Departments of Cardiology, Tel Aviv Sourasky Medical Center, Tel Aviv, Affiliated to the Sackler School of Medicine, Tel Aviv University, Tel Aviv, Israel.
Internal Medicine "D" and "E", Tel Aviv Sourasky Medical Center, Tel Aviv, Affiliated to the Sackler School of Medicine, Tel Aviv University, Tel Aviv, Israel.
Clin Hemorheol Microcirc. 2014;56(4):371-81. doi: 10.3233/CH-141808.
The phenomenon of slow coronary flow (SCF) in the presence of normal coronary arteries may indicate endothelial dysfunction, which is characteristic of an early stage in the development of atherosclerosis. Measurement of the Carotid Intima-Media Thickness (CIMT) allows identification of early stages of atherosclerosis. CIMT might offer a non-invasive method of diagnosing SCF patients. Previous studies demonstrated conflicting results regarding the relationship between these two phenomena. In the present study, we examined the association between coronary flow velocity and the degree of CIMT in patients with angiographically normal coronary arteries.
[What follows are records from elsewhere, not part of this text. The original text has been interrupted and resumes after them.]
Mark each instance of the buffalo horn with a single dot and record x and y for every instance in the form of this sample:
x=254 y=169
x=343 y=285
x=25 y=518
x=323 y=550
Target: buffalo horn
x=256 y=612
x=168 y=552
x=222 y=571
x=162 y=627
Coronary arterial blood flow velocity was measured using two methods - Corrected Thrombolysis in Myocardial Infarction (TIMI) Frame Count (CTFC) and Coronary Clearance Frame Count (CCFC). In addition, we measured the level of the CIMT using a special automated computerized software.
Seventy Five consecutive patients were prospectively recruited. No correlation was found between CIMT and mean CTFC (r = -0.08, p = NS) or mean CCFC (r = -0.07, p = NS). In addition, CIMT values did not differ between the SCF and the Normal coronary flow (NCF) groups (0.796 mm vs. 0.805 mm, respectively, p = 0.733). Patients with SCF had higher levels of hematocrit (39.9% vs. 36.1%, p < 0.001), LDL cholesterol (101.1 mg/dl vs. 85.8 mg/dl, p = 0.01) and higher rate of current smokers (28.9% vs. 10.8%, p = 0.05).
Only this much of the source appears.